Cette hausse du coût met en lumière l’ampleur des ajustements financiers intervenus depuis le lancement du chantier. Pour tenter de boucler le financement, le gouvernement gabonais, GSEZ Airport SA et un pool bancaire régional ont conclu, le 4 juillet 2025, une facilité de financement de 290 millions d’euros, soit environ 190 milliards de FCFA. Afreximbank participe à hauteur de 100 millions d’euros, tandis que BGFI Bank Gabon et AFG Bank Cameroun apportent conjointement 190 millions d’euros.

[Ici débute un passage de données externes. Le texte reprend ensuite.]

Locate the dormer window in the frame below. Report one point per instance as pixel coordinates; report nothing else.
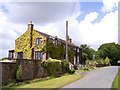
(38, 41)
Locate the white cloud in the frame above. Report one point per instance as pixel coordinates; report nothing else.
(102, 32)
(109, 5)
(53, 23)
(41, 12)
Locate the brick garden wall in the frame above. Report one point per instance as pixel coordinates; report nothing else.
(30, 69)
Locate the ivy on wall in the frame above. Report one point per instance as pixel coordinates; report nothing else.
(22, 44)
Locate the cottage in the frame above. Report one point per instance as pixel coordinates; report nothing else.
(36, 45)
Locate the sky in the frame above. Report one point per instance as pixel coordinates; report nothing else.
(91, 23)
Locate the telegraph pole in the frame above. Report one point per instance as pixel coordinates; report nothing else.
(67, 40)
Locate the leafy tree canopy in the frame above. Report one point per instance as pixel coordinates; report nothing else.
(87, 51)
(110, 50)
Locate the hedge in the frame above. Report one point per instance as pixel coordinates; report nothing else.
(55, 67)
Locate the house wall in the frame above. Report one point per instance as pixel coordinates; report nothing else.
(22, 44)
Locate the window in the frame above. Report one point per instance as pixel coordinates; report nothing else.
(38, 55)
(38, 41)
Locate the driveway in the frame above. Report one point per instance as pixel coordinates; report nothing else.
(99, 78)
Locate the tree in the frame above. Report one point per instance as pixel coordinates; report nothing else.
(87, 52)
(110, 50)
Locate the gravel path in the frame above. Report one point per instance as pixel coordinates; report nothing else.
(99, 78)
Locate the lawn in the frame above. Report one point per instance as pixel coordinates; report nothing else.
(51, 83)
(116, 82)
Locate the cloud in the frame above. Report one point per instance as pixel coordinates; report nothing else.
(109, 5)
(51, 18)
(41, 12)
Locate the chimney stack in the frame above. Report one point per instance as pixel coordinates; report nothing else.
(70, 40)
(30, 26)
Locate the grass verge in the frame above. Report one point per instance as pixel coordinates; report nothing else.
(116, 82)
(50, 83)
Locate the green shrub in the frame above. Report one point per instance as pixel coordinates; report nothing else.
(71, 71)
(18, 77)
(53, 67)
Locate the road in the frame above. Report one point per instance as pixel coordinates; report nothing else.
(99, 78)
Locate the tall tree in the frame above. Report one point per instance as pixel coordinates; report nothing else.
(110, 50)
(87, 51)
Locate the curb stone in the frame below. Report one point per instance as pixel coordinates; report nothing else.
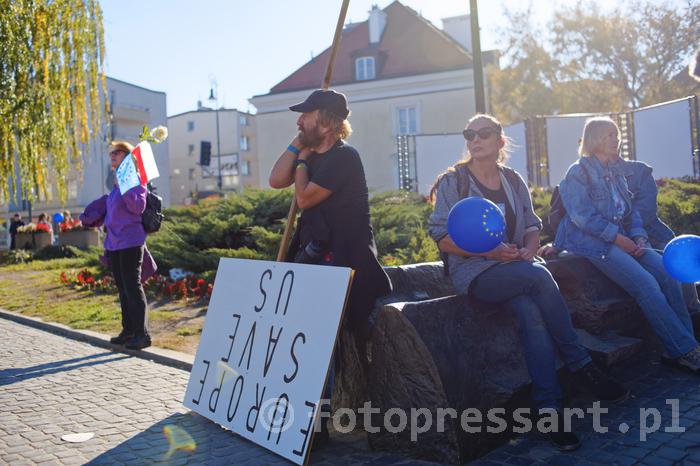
(158, 355)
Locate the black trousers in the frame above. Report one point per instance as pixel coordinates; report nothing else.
(126, 267)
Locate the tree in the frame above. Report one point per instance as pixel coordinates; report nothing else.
(51, 72)
(595, 62)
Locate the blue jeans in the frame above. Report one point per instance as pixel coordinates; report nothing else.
(529, 291)
(657, 294)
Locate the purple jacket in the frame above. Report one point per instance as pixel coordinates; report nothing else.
(123, 219)
(116, 212)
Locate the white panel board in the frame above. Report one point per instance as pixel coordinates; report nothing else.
(518, 155)
(434, 154)
(563, 134)
(265, 350)
(662, 138)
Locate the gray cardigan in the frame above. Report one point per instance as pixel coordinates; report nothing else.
(464, 270)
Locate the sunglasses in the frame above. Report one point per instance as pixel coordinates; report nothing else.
(483, 133)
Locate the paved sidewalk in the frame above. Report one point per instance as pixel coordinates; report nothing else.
(655, 389)
(51, 385)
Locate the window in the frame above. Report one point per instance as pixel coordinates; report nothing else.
(407, 120)
(72, 189)
(364, 68)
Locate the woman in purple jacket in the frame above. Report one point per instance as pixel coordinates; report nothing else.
(124, 247)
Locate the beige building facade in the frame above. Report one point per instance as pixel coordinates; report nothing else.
(402, 76)
(236, 150)
(380, 111)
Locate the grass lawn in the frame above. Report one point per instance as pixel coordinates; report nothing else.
(35, 289)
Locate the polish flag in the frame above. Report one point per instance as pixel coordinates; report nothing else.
(145, 162)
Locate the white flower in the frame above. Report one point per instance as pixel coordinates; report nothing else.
(159, 134)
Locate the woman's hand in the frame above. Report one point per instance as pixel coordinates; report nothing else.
(547, 250)
(503, 253)
(527, 254)
(629, 246)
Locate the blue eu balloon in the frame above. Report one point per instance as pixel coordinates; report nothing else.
(682, 258)
(476, 224)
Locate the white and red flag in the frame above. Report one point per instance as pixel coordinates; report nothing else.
(145, 162)
(137, 168)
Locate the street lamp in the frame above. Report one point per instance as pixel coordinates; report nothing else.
(476, 59)
(214, 98)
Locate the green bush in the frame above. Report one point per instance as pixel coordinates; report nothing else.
(16, 256)
(250, 224)
(679, 205)
(56, 252)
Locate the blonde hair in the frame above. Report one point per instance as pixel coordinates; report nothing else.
(122, 145)
(593, 134)
(503, 152)
(339, 126)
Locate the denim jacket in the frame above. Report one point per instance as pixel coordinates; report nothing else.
(643, 188)
(591, 222)
(463, 270)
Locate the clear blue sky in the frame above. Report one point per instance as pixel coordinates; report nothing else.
(176, 46)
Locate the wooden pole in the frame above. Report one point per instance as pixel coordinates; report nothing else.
(292, 215)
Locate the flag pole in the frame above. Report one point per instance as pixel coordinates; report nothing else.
(291, 216)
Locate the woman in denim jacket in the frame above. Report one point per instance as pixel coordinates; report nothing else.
(644, 191)
(509, 276)
(602, 225)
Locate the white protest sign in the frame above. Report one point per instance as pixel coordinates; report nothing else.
(265, 350)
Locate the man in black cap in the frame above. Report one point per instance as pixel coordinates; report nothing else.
(330, 186)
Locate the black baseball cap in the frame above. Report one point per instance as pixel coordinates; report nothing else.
(330, 100)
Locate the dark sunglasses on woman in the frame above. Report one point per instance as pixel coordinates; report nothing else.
(483, 133)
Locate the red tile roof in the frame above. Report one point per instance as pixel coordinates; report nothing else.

Le montage financier a toutefois connu un important changement de configuration. La Banque de développement des États de l’Afrique centrale, initialement appelée à participer au financement, s’est finalement retirée du dispositif. GSEZ Airport a donc dû revoir sa stratégie et rechercher de nouveaux partenaires afin de compenser cette évolution et sécuriser les ressources nécessaires à la poursuite du projet.
Au cœur de l’équation figure également la question du remboursement de la dette. Une partie importante du mécanisme repose sur la redevance passager R4, dont les recettes sont désormais directement affectées au concessionnaire. À cela s’ajoutent plusieurs mesures fiscales et tarifaires, notamment l’extension de la R4 à l’ensemble des aéroports du pays, la réinstauration de la TVA à 18 % sur les vols domestiques et la création d’une redevance Sécuriport.
Selon les projections de Fly Gabon, ces différentes mesures pourraient générer environ 80,2 milliards de FCFA de recettes annuelles. Un niveau de recettes qui fait toutefois peser une partie de l’équilibre économique du projet sur les compagnies aériennes et les passagers, alors que le prix du transport aérien demeure déjà élevé dans la sous région.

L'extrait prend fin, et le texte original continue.